Dose Warning Report – Partial
and Dose More
• Administer More: They have given more
than the ordered dose.
• Partial Dose: If the dose is a range order
and only part of the possible dose is
scanned a warning will appear. If a dose is
for ‘two tablets’, if only one tablet is
scanned it will get a partial dose warning.
Dose Warning
Dose Warning
• Variable Dose: When the actual dose is
entered, the partial dose warning will go
away.
• This can be a good reminder to staff of the
actual dose that should be given.
Drug Not Scanned
• These are drugs that the nurse did an
override on because they did not scan.
• Sort by drug to see if there is a trend of
certain drugs not scanning.
• Sort by Scanned by to look for a end user
who may need assistance.
Drug Not Scanned
Order Not Found
• The drug scanned is not due within the
window on the KBMA Worklist.
• IF the window is expanded, then the order
can be found sometimes if it not beyond the
12 hours.
Order Not Found
Order Warning Report
• This will warn the nurse that this order has
been discontinued.

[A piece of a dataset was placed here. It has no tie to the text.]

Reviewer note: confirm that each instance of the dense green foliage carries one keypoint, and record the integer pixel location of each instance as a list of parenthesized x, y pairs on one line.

It will allow them to
administer the order because they may be
entering the data for a early time it was
given.
Order Warning Report
Scan Code Not Found
• This report is pulled from a warning in the
database. This alert can show us either a
package that may need reconfigured, a
package that may be wrinkled, or maybe the
nurse had issues scanning originally and
then they were able to scan.
Scan Code Not found

At MRMC we found that the


package from the
manufacturer for
acetaminophen is delivered
wrinkled. This was causing
an issue with scanning.
Manual Match Report
• Manual match may be a drug that is not
verified by Pharmacy and override is done
to administer the task.
• OR it could be a drug that did not match
and the clinician manual matched to a drug,
on the CTCA Report this is not a multiple
match. This may because they pulled a
different product than the one that was
verified.
Multiple Match
Multiple Match Unverified
Monitoring Reports: What has it
done for us?
• Exceed Daily Dose: Configuration for mixed
UOM fixed. Inaccurate dose ranges fixed.
Currently we have gone from 4000 alerts for
SRMC and MRMC in the month of March, to
approximately 200 alerts. These alerts at times
have been valid and nursing has reported that it
helps them.
• Propofol: Mixed UOM that still come up on the
report. Can pharmacy and physicians come up
with one UOM to use.
Monitoring Reports: What has it
done for us?
• The data on the reports now is information
that needs audited to see can we make
further improvements or is education
needed.
• Data provides feedback to show
improvements made since February.
What is next: Defining
Outcomes
• CTCA is forming a Report Subcommittee
including Quality, Pharmacy, Nursing and
IT to refine the reports and to create
Outcomes that can be monitored.
• Nationally what are other facilities
monitoring, especially other Eclipsys clients
Reporting Needs
• Ability to pull bar code that was scanned and link
to a specific stock item. On the report show the
verified stock item bar code vs the scanned bar
code.
• Ability on a report to show if an alert was
received, how the nurse corrected it or what action
was taken. This could show of the total warnings
received, how many of these warning caused the
nurse to correct the administration.